To estimate the generalized prediction abilities of the ANN model, testing data were applied to the model, and the outputs were used to generate the ROC curve. Table 3 summarizes the ROC curve analysis results for the ANN and SVM models. To evaluate the performance of the models, we employed fivefold cross-validation. The results revealed that the ANN model had good VAP recognition rates, and the average ACC, SEN, and PPV values were 0.8547 ± 0.0214 (mean ± SD), 0.6779 ± 0.1133, and 0.6408 ± 0.1583, respectively. The results also showed that the SVM model exhibited high VAP recognition rates, and the average ACC, SEN, and PPV values were 0.9208 ± 0.0302, 0.8439 ± 0.0303, and 0.8145 ± 0.0660, respectively. Therefore, the SVM model performed better than the ANN model in terms of detecting VAP. The optimized SVM model shown in Fig. 8 was established with the ideal combination of parameters of C = 10, σ = 0.001, to achieve better performance in VAP detection.

Table 3 ROC curve analysis results by test dataset for ANN and SVM models
Fig. 8
figure 8

SVM search results for choosing the best parameters

The ROC curves (Fig. 9) for the ANN and SVM models were analyzed. The average AUC obtained from fivefold cross-validation tests for the ANN model was 0.868 ± 0.04868 (mean ± SD). In addition, the average AUC obtained from fivefold cross-validation tests for the SVM model was 0.926 ± 0.0167. The high mean values and the low SD values of SVM model confirm the uniformity and reliability of the results.

Fig. 9
figure 9

ANN and SVM average ROC curve

4 Discussion

In this study, an e-nose system consisting of 28 gas sensors was developed and tested on 40 patients. Our experience of each type of sensor consists of at least 3 sensors which could get good stability and performance. Furthermore, sensors need filter to use target gas to screen and define sensor quality. Moreover, each sensor module needs aging over 168 h to ensure stability.

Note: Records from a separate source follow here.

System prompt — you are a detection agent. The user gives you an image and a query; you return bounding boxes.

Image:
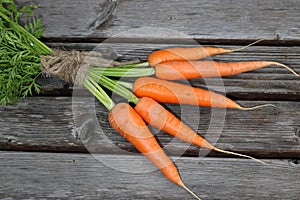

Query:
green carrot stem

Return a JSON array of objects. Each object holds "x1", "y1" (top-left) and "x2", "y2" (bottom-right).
[
  {"x1": 90, "y1": 67, "x2": 155, "y2": 77},
  {"x1": 83, "y1": 77, "x2": 115, "y2": 110},
  {"x1": 118, "y1": 62, "x2": 149, "y2": 68},
  {"x1": 89, "y1": 72, "x2": 139, "y2": 104}
]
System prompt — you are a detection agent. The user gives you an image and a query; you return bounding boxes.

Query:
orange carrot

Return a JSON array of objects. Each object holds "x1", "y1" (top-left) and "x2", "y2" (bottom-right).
[
  {"x1": 155, "y1": 61, "x2": 299, "y2": 80},
  {"x1": 134, "y1": 97, "x2": 265, "y2": 164},
  {"x1": 148, "y1": 40, "x2": 261, "y2": 67},
  {"x1": 108, "y1": 103, "x2": 200, "y2": 199},
  {"x1": 133, "y1": 77, "x2": 270, "y2": 110}
]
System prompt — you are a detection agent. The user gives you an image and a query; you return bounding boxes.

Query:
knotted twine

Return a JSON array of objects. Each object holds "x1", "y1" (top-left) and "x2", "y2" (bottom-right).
[{"x1": 41, "y1": 49, "x2": 140, "y2": 85}]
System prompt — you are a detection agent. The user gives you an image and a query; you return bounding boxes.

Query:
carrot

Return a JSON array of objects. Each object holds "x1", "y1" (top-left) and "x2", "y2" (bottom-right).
[
  {"x1": 133, "y1": 77, "x2": 270, "y2": 110},
  {"x1": 148, "y1": 40, "x2": 261, "y2": 67},
  {"x1": 108, "y1": 103, "x2": 200, "y2": 199},
  {"x1": 95, "y1": 76, "x2": 265, "y2": 164},
  {"x1": 134, "y1": 97, "x2": 265, "y2": 164},
  {"x1": 83, "y1": 75, "x2": 200, "y2": 199},
  {"x1": 155, "y1": 61, "x2": 299, "y2": 80}
]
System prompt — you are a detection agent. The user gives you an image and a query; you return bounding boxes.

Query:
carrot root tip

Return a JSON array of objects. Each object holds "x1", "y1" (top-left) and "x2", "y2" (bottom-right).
[
  {"x1": 238, "y1": 104, "x2": 276, "y2": 110},
  {"x1": 231, "y1": 39, "x2": 265, "y2": 52},
  {"x1": 181, "y1": 184, "x2": 201, "y2": 200},
  {"x1": 213, "y1": 148, "x2": 267, "y2": 165},
  {"x1": 272, "y1": 62, "x2": 300, "y2": 77}
]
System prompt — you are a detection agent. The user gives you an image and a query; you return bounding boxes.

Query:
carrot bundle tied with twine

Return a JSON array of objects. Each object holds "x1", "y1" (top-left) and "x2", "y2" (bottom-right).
[{"x1": 41, "y1": 49, "x2": 140, "y2": 85}]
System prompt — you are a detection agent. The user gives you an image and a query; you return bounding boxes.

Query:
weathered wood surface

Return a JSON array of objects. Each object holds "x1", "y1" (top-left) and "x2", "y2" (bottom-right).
[
  {"x1": 0, "y1": 152, "x2": 300, "y2": 200},
  {"x1": 0, "y1": 0, "x2": 300, "y2": 199},
  {"x1": 18, "y1": 0, "x2": 300, "y2": 44},
  {"x1": 0, "y1": 96, "x2": 300, "y2": 158}
]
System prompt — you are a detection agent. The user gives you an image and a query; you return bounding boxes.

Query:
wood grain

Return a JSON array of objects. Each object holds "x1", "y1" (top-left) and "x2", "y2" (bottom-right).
[
  {"x1": 0, "y1": 96, "x2": 300, "y2": 158},
  {"x1": 18, "y1": 0, "x2": 300, "y2": 42},
  {"x1": 0, "y1": 152, "x2": 300, "y2": 200}
]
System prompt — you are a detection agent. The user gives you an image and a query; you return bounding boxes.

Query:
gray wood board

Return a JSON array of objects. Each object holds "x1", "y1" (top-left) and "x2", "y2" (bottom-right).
[
  {"x1": 39, "y1": 43, "x2": 300, "y2": 100},
  {"x1": 0, "y1": 151, "x2": 300, "y2": 200},
  {"x1": 0, "y1": 97, "x2": 300, "y2": 158},
  {"x1": 18, "y1": 0, "x2": 300, "y2": 44}
]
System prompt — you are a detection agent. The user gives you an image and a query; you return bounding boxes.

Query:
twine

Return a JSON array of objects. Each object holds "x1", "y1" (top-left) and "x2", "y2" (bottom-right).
[{"x1": 41, "y1": 49, "x2": 140, "y2": 85}]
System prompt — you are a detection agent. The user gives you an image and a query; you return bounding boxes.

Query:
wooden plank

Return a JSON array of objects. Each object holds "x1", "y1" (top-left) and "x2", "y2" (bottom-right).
[
  {"x1": 0, "y1": 96, "x2": 300, "y2": 158},
  {"x1": 18, "y1": 0, "x2": 300, "y2": 44},
  {"x1": 39, "y1": 41, "x2": 300, "y2": 100},
  {"x1": 0, "y1": 151, "x2": 300, "y2": 200}
]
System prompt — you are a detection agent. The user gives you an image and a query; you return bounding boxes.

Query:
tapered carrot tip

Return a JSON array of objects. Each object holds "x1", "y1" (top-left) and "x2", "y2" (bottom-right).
[
  {"x1": 237, "y1": 104, "x2": 276, "y2": 110},
  {"x1": 270, "y1": 62, "x2": 300, "y2": 76},
  {"x1": 213, "y1": 147, "x2": 267, "y2": 165},
  {"x1": 181, "y1": 183, "x2": 201, "y2": 200},
  {"x1": 230, "y1": 39, "x2": 264, "y2": 52}
]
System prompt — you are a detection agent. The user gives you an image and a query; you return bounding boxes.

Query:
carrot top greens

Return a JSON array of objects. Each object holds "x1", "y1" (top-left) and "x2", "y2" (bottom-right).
[{"x1": 0, "y1": 0, "x2": 51, "y2": 106}]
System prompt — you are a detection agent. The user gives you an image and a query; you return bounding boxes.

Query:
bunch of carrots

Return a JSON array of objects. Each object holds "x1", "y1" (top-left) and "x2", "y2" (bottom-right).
[
  {"x1": 84, "y1": 43, "x2": 299, "y2": 199},
  {"x1": 0, "y1": 0, "x2": 299, "y2": 199}
]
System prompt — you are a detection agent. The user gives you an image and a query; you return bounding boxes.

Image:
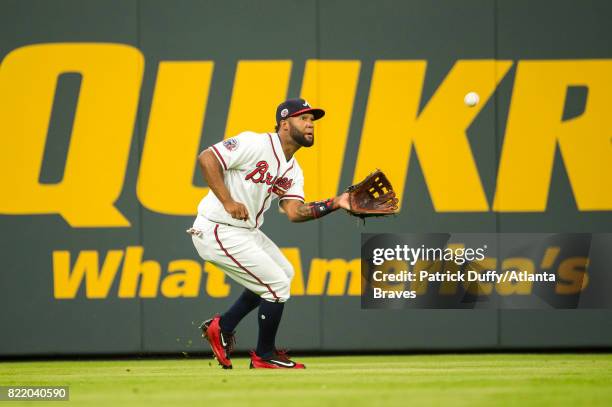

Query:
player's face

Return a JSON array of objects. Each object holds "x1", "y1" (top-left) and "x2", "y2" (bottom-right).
[{"x1": 287, "y1": 113, "x2": 314, "y2": 147}]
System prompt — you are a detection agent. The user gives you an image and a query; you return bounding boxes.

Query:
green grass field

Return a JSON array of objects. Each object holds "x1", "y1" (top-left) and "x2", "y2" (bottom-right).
[{"x1": 0, "y1": 354, "x2": 612, "y2": 407}]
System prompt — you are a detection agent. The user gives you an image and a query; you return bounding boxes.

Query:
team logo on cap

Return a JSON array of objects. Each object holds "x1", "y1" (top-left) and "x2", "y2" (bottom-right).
[{"x1": 223, "y1": 138, "x2": 238, "y2": 151}]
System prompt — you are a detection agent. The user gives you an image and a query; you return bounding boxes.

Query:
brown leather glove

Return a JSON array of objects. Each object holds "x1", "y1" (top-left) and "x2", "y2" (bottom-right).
[{"x1": 346, "y1": 169, "x2": 398, "y2": 219}]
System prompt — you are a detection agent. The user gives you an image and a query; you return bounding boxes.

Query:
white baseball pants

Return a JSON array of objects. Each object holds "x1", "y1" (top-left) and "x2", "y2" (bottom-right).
[{"x1": 190, "y1": 215, "x2": 294, "y2": 302}]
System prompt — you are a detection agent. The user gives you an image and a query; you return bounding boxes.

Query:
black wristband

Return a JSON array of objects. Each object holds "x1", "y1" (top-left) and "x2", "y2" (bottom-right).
[{"x1": 308, "y1": 198, "x2": 336, "y2": 219}]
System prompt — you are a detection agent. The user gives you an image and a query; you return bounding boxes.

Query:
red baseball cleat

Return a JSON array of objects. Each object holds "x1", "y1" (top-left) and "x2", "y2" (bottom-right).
[
  {"x1": 250, "y1": 350, "x2": 306, "y2": 369},
  {"x1": 200, "y1": 315, "x2": 236, "y2": 369}
]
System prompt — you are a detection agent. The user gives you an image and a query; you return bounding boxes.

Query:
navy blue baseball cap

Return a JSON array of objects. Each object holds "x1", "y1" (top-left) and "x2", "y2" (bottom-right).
[{"x1": 276, "y1": 99, "x2": 325, "y2": 124}]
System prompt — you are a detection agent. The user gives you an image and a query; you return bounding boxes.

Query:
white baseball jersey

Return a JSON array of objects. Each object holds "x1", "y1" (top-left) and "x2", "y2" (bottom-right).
[{"x1": 198, "y1": 132, "x2": 304, "y2": 229}]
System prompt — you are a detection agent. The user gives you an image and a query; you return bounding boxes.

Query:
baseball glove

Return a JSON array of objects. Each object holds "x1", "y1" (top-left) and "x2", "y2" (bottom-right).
[{"x1": 346, "y1": 169, "x2": 398, "y2": 219}]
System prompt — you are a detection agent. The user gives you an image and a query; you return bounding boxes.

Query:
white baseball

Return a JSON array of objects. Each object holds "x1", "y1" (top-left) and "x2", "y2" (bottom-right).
[{"x1": 463, "y1": 92, "x2": 480, "y2": 107}]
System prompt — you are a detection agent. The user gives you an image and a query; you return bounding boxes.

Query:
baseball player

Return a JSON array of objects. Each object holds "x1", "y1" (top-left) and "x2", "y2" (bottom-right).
[{"x1": 188, "y1": 99, "x2": 349, "y2": 369}]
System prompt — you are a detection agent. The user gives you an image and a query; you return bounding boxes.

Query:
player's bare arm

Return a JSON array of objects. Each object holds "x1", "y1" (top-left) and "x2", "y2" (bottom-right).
[
  {"x1": 198, "y1": 149, "x2": 249, "y2": 220},
  {"x1": 280, "y1": 192, "x2": 349, "y2": 222}
]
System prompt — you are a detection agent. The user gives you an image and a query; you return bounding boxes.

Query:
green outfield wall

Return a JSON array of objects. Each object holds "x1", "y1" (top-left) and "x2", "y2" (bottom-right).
[{"x1": 0, "y1": 0, "x2": 612, "y2": 356}]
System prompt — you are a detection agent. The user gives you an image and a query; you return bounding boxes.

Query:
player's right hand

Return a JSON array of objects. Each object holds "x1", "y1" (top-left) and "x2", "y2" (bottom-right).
[{"x1": 223, "y1": 201, "x2": 249, "y2": 220}]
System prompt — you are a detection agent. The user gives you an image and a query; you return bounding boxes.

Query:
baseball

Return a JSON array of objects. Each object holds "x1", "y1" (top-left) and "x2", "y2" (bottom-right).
[{"x1": 463, "y1": 92, "x2": 480, "y2": 107}]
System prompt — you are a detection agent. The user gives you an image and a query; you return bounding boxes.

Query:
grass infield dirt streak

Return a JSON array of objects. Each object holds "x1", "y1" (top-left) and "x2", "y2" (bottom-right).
[{"x1": 0, "y1": 354, "x2": 612, "y2": 407}]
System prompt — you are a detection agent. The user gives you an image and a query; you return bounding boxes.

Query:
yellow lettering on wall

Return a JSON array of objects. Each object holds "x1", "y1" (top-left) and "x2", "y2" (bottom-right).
[
  {"x1": 160, "y1": 260, "x2": 202, "y2": 298},
  {"x1": 493, "y1": 60, "x2": 612, "y2": 212},
  {"x1": 0, "y1": 43, "x2": 144, "y2": 227},
  {"x1": 204, "y1": 261, "x2": 230, "y2": 298},
  {"x1": 119, "y1": 246, "x2": 161, "y2": 298},
  {"x1": 224, "y1": 60, "x2": 291, "y2": 137},
  {"x1": 495, "y1": 257, "x2": 534, "y2": 296},
  {"x1": 137, "y1": 61, "x2": 214, "y2": 215},
  {"x1": 463, "y1": 257, "x2": 497, "y2": 295},
  {"x1": 296, "y1": 60, "x2": 360, "y2": 201},
  {"x1": 354, "y1": 60, "x2": 512, "y2": 212},
  {"x1": 306, "y1": 259, "x2": 361, "y2": 296},
  {"x1": 555, "y1": 257, "x2": 589, "y2": 294},
  {"x1": 53, "y1": 250, "x2": 123, "y2": 299}
]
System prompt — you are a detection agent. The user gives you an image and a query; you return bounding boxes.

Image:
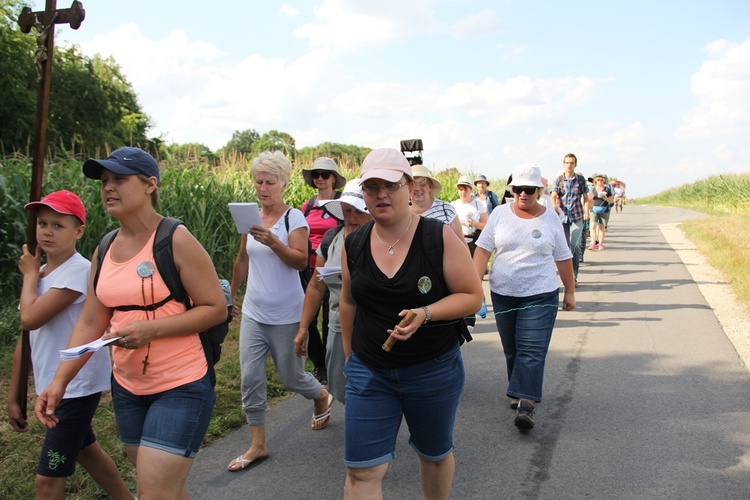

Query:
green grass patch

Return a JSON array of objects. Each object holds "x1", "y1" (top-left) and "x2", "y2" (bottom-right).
[{"x1": 637, "y1": 174, "x2": 750, "y2": 314}]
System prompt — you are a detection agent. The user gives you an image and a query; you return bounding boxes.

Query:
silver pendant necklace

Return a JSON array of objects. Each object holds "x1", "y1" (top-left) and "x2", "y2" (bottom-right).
[{"x1": 372, "y1": 214, "x2": 412, "y2": 255}]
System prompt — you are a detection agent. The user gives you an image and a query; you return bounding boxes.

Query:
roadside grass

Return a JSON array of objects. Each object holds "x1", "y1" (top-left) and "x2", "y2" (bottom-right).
[
  {"x1": 0, "y1": 308, "x2": 312, "y2": 500},
  {"x1": 636, "y1": 174, "x2": 750, "y2": 315}
]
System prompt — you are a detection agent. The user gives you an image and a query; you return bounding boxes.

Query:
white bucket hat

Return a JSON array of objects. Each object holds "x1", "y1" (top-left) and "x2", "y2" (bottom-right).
[
  {"x1": 302, "y1": 156, "x2": 346, "y2": 189},
  {"x1": 411, "y1": 165, "x2": 443, "y2": 198},
  {"x1": 508, "y1": 163, "x2": 544, "y2": 187},
  {"x1": 318, "y1": 179, "x2": 370, "y2": 220}
]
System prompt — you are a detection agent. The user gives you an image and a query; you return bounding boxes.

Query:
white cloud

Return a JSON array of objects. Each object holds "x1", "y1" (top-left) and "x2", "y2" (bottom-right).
[
  {"x1": 441, "y1": 9, "x2": 505, "y2": 39},
  {"x1": 676, "y1": 39, "x2": 750, "y2": 140},
  {"x1": 279, "y1": 4, "x2": 299, "y2": 17}
]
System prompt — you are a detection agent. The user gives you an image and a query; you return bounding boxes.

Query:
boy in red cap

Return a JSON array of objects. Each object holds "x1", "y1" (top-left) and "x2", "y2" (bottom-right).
[{"x1": 8, "y1": 190, "x2": 133, "y2": 499}]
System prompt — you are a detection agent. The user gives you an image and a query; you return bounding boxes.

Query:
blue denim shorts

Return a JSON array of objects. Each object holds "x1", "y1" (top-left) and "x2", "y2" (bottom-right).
[
  {"x1": 344, "y1": 343, "x2": 465, "y2": 469},
  {"x1": 36, "y1": 392, "x2": 102, "y2": 477},
  {"x1": 112, "y1": 374, "x2": 216, "y2": 458}
]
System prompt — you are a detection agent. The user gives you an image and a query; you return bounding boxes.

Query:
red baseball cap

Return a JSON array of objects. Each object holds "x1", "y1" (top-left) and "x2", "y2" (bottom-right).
[{"x1": 23, "y1": 189, "x2": 86, "y2": 224}]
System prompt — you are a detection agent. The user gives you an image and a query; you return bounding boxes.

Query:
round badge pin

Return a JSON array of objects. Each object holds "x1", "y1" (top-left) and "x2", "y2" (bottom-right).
[
  {"x1": 417, "y1": 276, "x2": 432, "y2": 295},
  {"x1": 135, "y1": 260, "x2": 154, "y2": 278}
]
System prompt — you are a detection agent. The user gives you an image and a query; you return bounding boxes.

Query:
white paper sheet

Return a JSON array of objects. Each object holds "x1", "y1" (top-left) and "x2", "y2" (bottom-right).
[
  {"x1": 229, "y1": 202, "x2": 263, "y2": 234},
  {"x1": 60, "y1": 337, "x2": 120, "y2": 359}
]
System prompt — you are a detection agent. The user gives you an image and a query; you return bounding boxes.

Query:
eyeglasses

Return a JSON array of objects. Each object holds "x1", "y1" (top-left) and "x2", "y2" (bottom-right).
[
  {"x1": 362, "y1": 182, "x2": 407, "y2": 196},
  {"x1": 312, "y1": 170, "x2": 333, "y2": 181}
]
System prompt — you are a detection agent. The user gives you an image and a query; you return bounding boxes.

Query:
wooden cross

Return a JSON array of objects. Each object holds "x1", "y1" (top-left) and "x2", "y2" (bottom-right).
[{"x1": 9, "y1": 0, "x2": 86, "y2": 420}]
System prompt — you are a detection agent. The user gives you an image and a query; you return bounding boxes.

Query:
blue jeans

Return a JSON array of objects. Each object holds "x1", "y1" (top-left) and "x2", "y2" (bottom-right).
[
  {"x1": 563, "y1": 219, "x2": 585, "y2": 280},
  {"x1": 491, "y1": 290, "x2": 560, "y2": 402},
  {"x1": 112, "y1": 373, "x2": 216, "y2": 458},
  {"x1": 344, "y1": 343, "x2": 465, "y2": 469}
]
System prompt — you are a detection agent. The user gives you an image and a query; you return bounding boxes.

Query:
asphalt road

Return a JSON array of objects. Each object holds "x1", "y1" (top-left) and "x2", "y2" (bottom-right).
[{"x1": 187, "y1": 206, "x2": 750, "y2": 500}]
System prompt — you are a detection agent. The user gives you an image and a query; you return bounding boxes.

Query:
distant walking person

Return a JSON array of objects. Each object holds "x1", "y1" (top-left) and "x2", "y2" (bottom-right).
[
  {"x1": 550, "y1": 153, "x2": 591, "y2": 285},
  {"x1": 615, "y1": 181, "x2": 625, "y2": 214},
  {"x1": 589, "y1": 174, "x2": 614, "y2": 250},
  {"x1": 34, "y1": 147, "x2": 227, "y2": 498},
  {"x1": 340, "y1": 149, "x2": 482, "y2": 499},
  {"x1": 474, "y1": 163, "x2": 576, "y2": 430},
  {"x1": 302, "y1": 156, "x2": 346, "y2": 384}
]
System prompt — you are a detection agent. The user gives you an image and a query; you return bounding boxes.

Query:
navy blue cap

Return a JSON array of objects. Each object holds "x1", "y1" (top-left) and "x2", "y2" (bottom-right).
[{"x1": 83, "y1": 146, "x2": 161, "y2": 186}]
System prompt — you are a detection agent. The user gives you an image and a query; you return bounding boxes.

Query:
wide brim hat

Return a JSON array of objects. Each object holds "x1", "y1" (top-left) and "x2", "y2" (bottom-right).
[
  {"x1": 411, "y1": 165, "x2": 443, "y2": 198},
  {"x1": 83, "y1": 146, "x2": 161, "y2": 186},
  {"x1": 359, "y1": 148, "x2": 413, "y2": 184},
  {"x1": 508, "y1": 163, "x2": 544, "y2": 187},
  {"x1": 456, "y1": 175, "x2": 474, "y2": 188},
  {"x1": 474, "y1": 175, "x2": 490, "y2": 187},
  {"x1": 302, "y1": 156, "x2": 346, "y2": 189},
  {"x1": 23, "y1": 189, "x2": 86, "y2": 224},
  {"x1": 318, "y1": 179, "x2": 370, "y2": 220}
]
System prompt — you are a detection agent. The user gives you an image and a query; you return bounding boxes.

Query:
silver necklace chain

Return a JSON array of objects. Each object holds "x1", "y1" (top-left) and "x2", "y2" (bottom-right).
[{"x1": 372, "y1": 214, "x2": 413, "y2": 255}]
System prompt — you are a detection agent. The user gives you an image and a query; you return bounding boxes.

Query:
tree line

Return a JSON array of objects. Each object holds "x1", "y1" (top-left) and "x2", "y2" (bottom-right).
[{"x1": 0, "y1": 0, "x2": 370, "y2": 165}]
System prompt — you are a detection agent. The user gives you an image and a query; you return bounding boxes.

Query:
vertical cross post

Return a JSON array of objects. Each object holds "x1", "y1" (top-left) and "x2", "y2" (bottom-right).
[{"x1": 8, "y1": 0, "x2": 86, "y2": 420}]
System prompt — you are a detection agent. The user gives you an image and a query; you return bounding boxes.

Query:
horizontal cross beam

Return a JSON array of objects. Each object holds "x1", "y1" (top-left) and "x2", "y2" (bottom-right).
[{"x1": 18, "y1": 0, "x2": 86, "y2": 33}]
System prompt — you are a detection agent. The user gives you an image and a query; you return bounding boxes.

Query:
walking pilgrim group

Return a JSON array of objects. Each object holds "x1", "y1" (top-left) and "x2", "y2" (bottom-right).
[{"x1": 14, "y1": 144, "x2": 584, "y2": 499}]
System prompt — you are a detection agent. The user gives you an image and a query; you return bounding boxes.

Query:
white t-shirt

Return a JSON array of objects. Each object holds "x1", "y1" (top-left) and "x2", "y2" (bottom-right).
[
  {"x1": 419, "y1": 198, "x2": 456, "y2": 225},
  {"x1": 451, "y1": 198, "x2": 487, "y2": 242},
  {"x1": 29, "y1": 253, "x2": 112, "y2": 399},
  {"x1": 477, "y1": 202, "x2": 573, "y2": 297},
  {"x1": 242, "y1": 208, "x2": 309, "y2": 325}
]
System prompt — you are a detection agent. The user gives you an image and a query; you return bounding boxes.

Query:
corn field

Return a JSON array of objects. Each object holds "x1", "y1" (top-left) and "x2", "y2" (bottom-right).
[{"x1": 638, "y1": 174, "x2": 750, "y2": 214}]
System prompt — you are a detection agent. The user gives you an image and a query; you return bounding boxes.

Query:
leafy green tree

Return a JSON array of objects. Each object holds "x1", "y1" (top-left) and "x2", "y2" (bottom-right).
[
  {"x1": 221, "y1": 128, "x2": 260, "y2": 155},
  {"x1": 0, "y1": 0, "x2": 152, "y2": 154},
  {"x1": 0, "y1": 0, "x2": 36, "y2": 150}
]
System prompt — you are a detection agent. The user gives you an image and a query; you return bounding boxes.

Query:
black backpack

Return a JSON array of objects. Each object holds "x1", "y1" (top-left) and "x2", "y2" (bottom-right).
[
  {"x1": 94, "y1": 217, "x2": 232, "y2": 386},
  {"x1": 346, "y1": 217, "x2": 472, "y2": 344}
]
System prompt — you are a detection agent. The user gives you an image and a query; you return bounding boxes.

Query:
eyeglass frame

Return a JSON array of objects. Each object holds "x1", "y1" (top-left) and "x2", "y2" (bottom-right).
[{"x1": 511, "y1": 186, "x2": 539, "y2": 196}]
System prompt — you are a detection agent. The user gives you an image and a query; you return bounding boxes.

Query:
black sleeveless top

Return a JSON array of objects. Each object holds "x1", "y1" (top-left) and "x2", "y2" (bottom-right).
[{"x1": 347, "y1": 217, "x2": 459, "y2": 369}]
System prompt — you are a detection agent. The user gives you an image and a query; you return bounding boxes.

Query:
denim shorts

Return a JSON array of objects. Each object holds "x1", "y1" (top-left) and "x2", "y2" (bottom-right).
[
  {"x1": 36, "y1": 392, "x2": 102, "y2": 477},
  {"x1": 112, "y1": 373, "x2": 216, "y2": 458},
  {"x1": 344, "y1": 343, "x2": 465, "y2": 469}
]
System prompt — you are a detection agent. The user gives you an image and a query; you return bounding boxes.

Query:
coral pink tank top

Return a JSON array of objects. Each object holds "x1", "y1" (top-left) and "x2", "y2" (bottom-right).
[{"x1": 96, "y1": 232, "x2": 208, "y2": 395}]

The proposed system has a high degree of automation, has a relatively low environmental impact, has low artificial effects, improves the repeatability and reliability of tests, and can be integrated with or customized for various test methods to meet different needs. In addition, the advancement of system software functions along with improvements in identification technology will improve the performance of the system.

5 Conclusion

In this study, machine learning was used to predict whether patients were infected with major bacteria P. aeruginosa in the ICU. The ANN and SVM models were trained and tested separately. ROC curve analysis showed that the ANN and SVM models had a high pneumonia identification rate. The SVM model was more accurate than the ANN model. Because only 40 patients were included in this study, the ANN model may not have had sufficient data for training. If we were to include more data in the future, the ANN model would outperform the SVM model because the nonlinear mapping for the ANN is higher than that for the SVM. The designed system utilizes a low-cost microarray e-nose that is easy to install into a mechanical ventilation system in the ICU to facilitate the collection of breath samples from VAP patients. In the future, data collected from multiple hospitals can be tested not only with the traditional ANN (or shallow learning) but also with deep learning (e.g., convolutional neural networks) (Esteva et al. 2017; Rajpurkar et al. 2017; De Fauw et al. 2018), which can be applied to VAP detection systems.